Probability and Linearity in Data

Import necessary libraries in Python:

%matplotlib inline
import math
import matplotlib.pyplot as plt
from matplotlib import animation, rc
import numpy as np
import pandas as pd
import seaborn as sns
from numpy import linalg
from scipy import stats
from IPython.display import HTML, display

plt.rcdefaults()
# plt.xkcd(scale=1, length=300, randomness=5)

A. Probabilities in Language

Let's look at a collection of emails, with spams and hams: https://www.kaggle.com/uciml/sms-spam-collection-dataset

Here is a local copy of the data: spam.csv.

A.1. Load Data

emails = pd.read_csv("data/spam.csv", encoding="iso8859-1")
emails[['v1','v2']].head()

	v1	v2
0	ham	Go until jurong point, crazy.. Available only ...
1	ham	Ok lar... Joking wif u oni...
2	spam	Free entry in 2 a wkly comp to win FA Cup fina...
3	ham	U dun say so early hor... U c already then say...
4	ham	Nah I don't think he goes to usf, he lives aro...

A.2. Zipf's Law

Let's tokenize the emails and count word frequencies.

from sklearn.feature_extraction.text import CountVectorizer

# instantiate a count vectorizer
vect = CountVectorizer(analyzer="word")
# obtain vocabulary dictionary and return doc-term matrix
X = vect.fit_transform(emails.v2) 
# get the identified terms
terms = vect.get_feature_names()
# sum terms' frequencies in the entire collection
freqs = X.toarray().sum(axis=0)
terms = np.array(terms)
freqs = np.array(freqs)

# organize the tersm and frequencies in t and f columns
tfs = pd.DataFrame({'t':terms, 'f':freqs}, columns=['t','f'])

Rank the terms by their frequencies:

tfs = tfs.sort_values(by=['f'], ascending=False)
tfs = tfs.reset_index(drop=True)
tfs.head()

	t	f
0	to	2242
1	you	2240
2	the	1328
3	and	979
4	in	898

Add the rank r column to start with 1:

tfs['k'] = tfs.index + 1
tfs[['t','k','f']].head()

	t	k	f
0	to	1	2242
1	you	2	2240
2	the	3	1328
3	and	4	979
4	in	5	898

Plot the frequency $f_t$ vs. rank $k_t$:

plt.plot(tfs['k'], tfs['f'])
plt.xlabel('Rank $k_t$')
plt.ylabel('Frequency $f_t$')
plt.show()

Transform X and Y to log-log coordinates:

plt.loglog(tfs['k'], tfs['f'])
plt.xlabel('Rank $k_t$')
plt.ylabel('Frequency $f_t$')
plt.show()

Now each term's probability to occur can be estimated by:

$$ p_t = \frac{f_t}{\sum_t f_t} $$

ttf = tfs['f'].sum()
tfs['p'] = tfs['f'] / ttf
tfs[['t','k','p']].head()

	t	k	p
0	to	1	0.027971
1	you	2	0.027946
2	the	3	0.016568
3	and	4	0.012214
4	in	5	0.011203

Plot probability $p_t$ vs. rank $k_t$:

plt.loglog(tfs['k'], tfs['p'])
plt.xlabel('Rank $k_t$')
plt.ylabel('Probability $p_t$')
plt.show()

Does it look like a straight line on log-log coordinates? Does it follow the Zipf's law?

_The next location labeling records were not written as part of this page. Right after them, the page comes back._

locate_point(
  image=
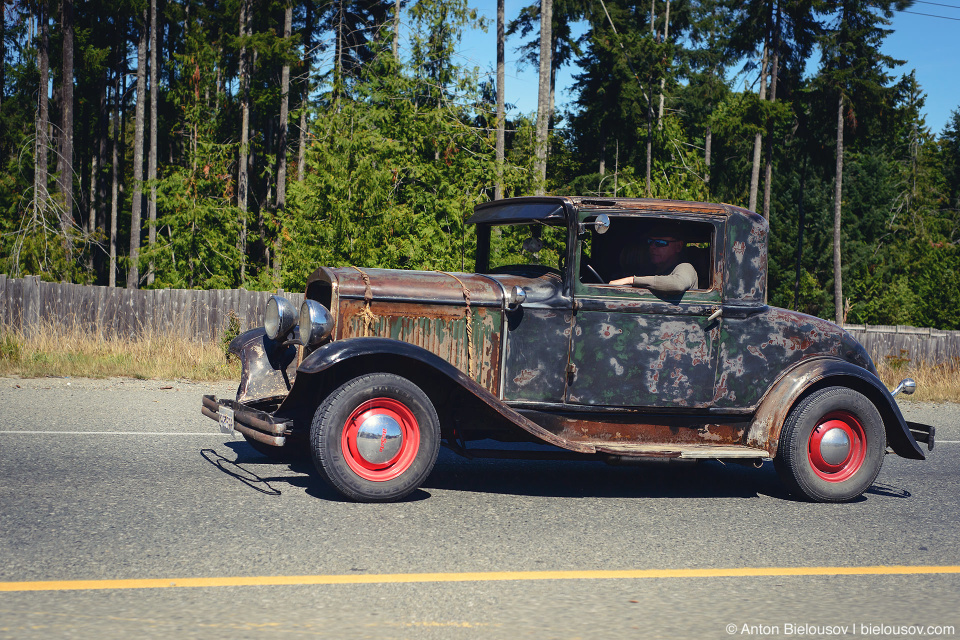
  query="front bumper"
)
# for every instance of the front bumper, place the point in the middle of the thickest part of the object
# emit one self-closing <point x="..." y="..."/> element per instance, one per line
<point x="252" y="423"/>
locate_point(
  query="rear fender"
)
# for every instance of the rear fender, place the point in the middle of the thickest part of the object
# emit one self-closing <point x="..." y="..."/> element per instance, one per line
<point x="341" y="359"/>
<point x="810" y="375"/>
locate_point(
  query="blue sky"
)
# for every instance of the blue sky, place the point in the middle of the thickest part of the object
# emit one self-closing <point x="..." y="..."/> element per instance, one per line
<point x="929" y="45"/>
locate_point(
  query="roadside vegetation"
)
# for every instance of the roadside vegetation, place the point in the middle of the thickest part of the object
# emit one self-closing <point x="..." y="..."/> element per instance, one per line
<point x="55" y="350"/>
<point x="66" y="351"/>
<point x="277" y="137"/>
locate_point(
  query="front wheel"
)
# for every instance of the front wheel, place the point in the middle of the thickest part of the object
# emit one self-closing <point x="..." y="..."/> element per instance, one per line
<point x="376" y="438"/>
<point x="831" y="446"/>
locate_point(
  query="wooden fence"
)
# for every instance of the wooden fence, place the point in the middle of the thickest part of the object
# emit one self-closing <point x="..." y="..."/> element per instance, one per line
<point x="28" y="302"/>
<point x="905" y="343"/>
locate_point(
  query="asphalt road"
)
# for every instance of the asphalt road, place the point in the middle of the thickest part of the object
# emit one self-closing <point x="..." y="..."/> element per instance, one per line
<point x="124" y="480"/>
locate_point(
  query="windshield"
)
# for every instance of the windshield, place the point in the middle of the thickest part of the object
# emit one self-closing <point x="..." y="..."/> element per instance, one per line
<point x="525" y="245"/>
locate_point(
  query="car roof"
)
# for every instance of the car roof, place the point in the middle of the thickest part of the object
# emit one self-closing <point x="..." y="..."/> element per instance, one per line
<point x="547" y="208"/>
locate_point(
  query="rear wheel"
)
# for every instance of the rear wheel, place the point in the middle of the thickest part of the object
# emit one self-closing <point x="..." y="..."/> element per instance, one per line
<point x="376" y="438"/>
<point x="831" y="446"/>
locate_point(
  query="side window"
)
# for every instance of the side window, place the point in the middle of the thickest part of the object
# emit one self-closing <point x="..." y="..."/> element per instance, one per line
<point x="645" y="247"/>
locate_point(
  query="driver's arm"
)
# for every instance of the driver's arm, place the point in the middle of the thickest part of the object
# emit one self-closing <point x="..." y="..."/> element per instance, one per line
<point x="683" y="278"/>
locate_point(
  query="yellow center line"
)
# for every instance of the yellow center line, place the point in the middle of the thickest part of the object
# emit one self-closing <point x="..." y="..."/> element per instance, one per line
<point x="492" y="576"/>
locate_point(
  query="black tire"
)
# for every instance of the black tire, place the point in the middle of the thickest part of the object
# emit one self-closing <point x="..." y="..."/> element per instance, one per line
<point x="831" y="446"/>
<point x="347" y="424"/>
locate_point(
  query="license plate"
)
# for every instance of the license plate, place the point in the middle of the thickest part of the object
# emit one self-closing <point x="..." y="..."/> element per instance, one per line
<point x="226" y="419"/>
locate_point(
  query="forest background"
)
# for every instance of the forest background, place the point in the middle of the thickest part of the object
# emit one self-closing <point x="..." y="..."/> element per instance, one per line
<point x="243" y="143"/>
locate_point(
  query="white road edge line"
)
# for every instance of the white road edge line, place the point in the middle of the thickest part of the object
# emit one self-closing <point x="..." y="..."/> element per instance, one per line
<point x="112" y="433"/>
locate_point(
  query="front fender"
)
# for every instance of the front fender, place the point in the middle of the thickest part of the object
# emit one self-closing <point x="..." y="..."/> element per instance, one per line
<point x="267" y="366"/>
<point x="810" y="375"/>
<point x="368" y="353"/>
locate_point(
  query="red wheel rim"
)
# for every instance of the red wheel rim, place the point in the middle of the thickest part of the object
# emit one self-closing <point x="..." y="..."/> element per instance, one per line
<point x="832" y="428"/>
<point x="409" y="434"/>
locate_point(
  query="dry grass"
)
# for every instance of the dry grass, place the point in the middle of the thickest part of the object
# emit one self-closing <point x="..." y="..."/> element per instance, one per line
<point x="935" y="383"/>
<point x="56" y="350"/>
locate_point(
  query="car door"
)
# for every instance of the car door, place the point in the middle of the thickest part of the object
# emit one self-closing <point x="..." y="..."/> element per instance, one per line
<point x="630" y="347"/>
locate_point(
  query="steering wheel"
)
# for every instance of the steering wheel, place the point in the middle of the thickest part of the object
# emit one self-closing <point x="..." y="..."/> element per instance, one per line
<point x="593" y="272"/>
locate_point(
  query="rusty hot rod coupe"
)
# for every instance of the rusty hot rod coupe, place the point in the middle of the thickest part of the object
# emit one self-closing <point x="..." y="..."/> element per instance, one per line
<point x="380" y="367"/>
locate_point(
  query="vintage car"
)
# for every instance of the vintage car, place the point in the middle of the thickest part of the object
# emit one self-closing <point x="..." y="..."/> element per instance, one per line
<point x="380" y="367"/>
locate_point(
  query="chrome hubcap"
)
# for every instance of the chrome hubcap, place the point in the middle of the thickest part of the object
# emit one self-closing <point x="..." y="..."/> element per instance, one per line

Let's perform a linear regression on the log-transformed $p_t$ and $k_t$:

from sklearn.linear_model import LinearRegression

# log transformation of k and p values
x = tfs['k'].values.reshape(-1,1)
xlog = np.log(x)
y = tfs['p'].values.reshape(-1,1)
ylog = np.log(y)

# perform linear regression on log values
lm = LinearRegression()
lm.fit(xlog,ylog)
yplog = lm.predict(xlog)

# plot the fitted (predicted) line 
# along with actual k_t and p_t data
plt.loglog(tfs['k'], tfs['p'], label="Observed Data")
plt.loglog(x, np.exp(yplog), 
           label="$p_t = k_t^{" + "{:.2f}".format(lm.coef_[0][0]) + "}$")
plt.xlabel('Rank $k_t$')
plt.ylabel('Probability $p_t$')
plt.legend()
plt.show()

So the fitted line is roughly:

\begin{eqnarray} p_t & = & k_t^{-1.16} \\ & = & \frac{1}{k_t^{1.16}} \end{eqnarray}

Not exactly $p_t = \frac{1}{k_t}$ as the Zipf's law suggests.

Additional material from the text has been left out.